O presidente Luiz Inácio Lula da Silva defendeu nesta quinta-feira (25), em Três Lagoas (MS), que a produção nacional de fertilizantes é uma questão estratégica para a soberania do Brasil. A declaração foi feita durante a cerimônia que marcou a retomada das obras da Unidade de Fertilizantes Nitrogenados III (UFN-III), empreendimento da Petrobras paralisado desde 2015 e agora reinserido no planejamento de investimentos da estatal.
As informações são da Agência Gov, via Planalto. Segundo o governo federal, a retomada da UFN-III integra o Novo PAC e receberá mais de R$ 5 bilhões em investimentos, com o objetivo de ampliar a produção brasileira de fertilizantes, fortalecer a segurança alimentar e reduzir a dependência externa do país em um setor considerado vital para o agronegócio e para a agricultura familiar.
Empresas contratadas
A Petrobras também definiu as empresas responsáveis pela conclusão da fábrica. Entre as grandes vencedoras da disputa está a PowerChina, da China, que atuará em parceria com a brasileira Nova Engevix Engenharia e Projetos nos lotes 6, 8 e 10 do empreendimento. Também foram selecionadas ETC Empreendimentos e Tecnologia em Construção, Engeko Engenharia, o consórcio Enfil/Carioca, o consórcio Monto Industrial/Mendes Júnior e outras frentes lideradas pela própria Nova Engevix.
Em seu discurso, Lula afirmou que o Brasil não pode continuar vulnerável à importação de insumos essenciais para a produção de alimentos. “Estou orgulhoso porque ainda sonho que a gente vai ter acima de 70% de todo o fertilizante que nós precisamos nesse país. Porque um país jamais será soberano se ele não for dono das coisas principais que ele produz”, disse o presidente.
Lula reforçou que a retomada da fábrica representa um passo concreto para reconstruir a capacidade industrial brasileira e diminuir a exposição do país a crises internacionais. “Pode ficar certo: esse país vai construir sua soberania sendo independente de importação de fertilizantes de outro país. É apenas esperar que a gente vai ver o que vai acontecer”, afirmou.
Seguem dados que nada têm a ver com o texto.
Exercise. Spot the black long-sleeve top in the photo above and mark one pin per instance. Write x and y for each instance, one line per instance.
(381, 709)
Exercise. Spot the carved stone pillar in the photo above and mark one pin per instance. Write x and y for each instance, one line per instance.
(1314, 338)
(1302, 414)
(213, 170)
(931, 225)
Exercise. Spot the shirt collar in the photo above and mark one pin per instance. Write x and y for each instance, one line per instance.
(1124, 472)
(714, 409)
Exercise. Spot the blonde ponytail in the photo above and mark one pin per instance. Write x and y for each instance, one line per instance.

A UFN-III é considerada um dos principais projetos da Petrobras na área de fertilizantes. Após nova reavaliação técnica e econômica, a estatal confirmou a viabilidade da obra e sua aderência ao Plano de Negócios 2026-2030. A unidade será uma das maiores plantas da indústria química e de fertilizantes do país e deve consolidar Três Lagoas como um polo industrial ainda mais relevante.
As obras da UFN-III começaram em 2011, mas foram interrompidas em 2014. Atualmente, aproximadamente 81% da estrutura já está concluída. Para executar a fase final do empreendimento, a Petrobras dividiu a obra em diferentes lotes, estratégia que busca ampliar a concorrência entre as empresas participantes e reduzir os riscos associados à concentração de contratos.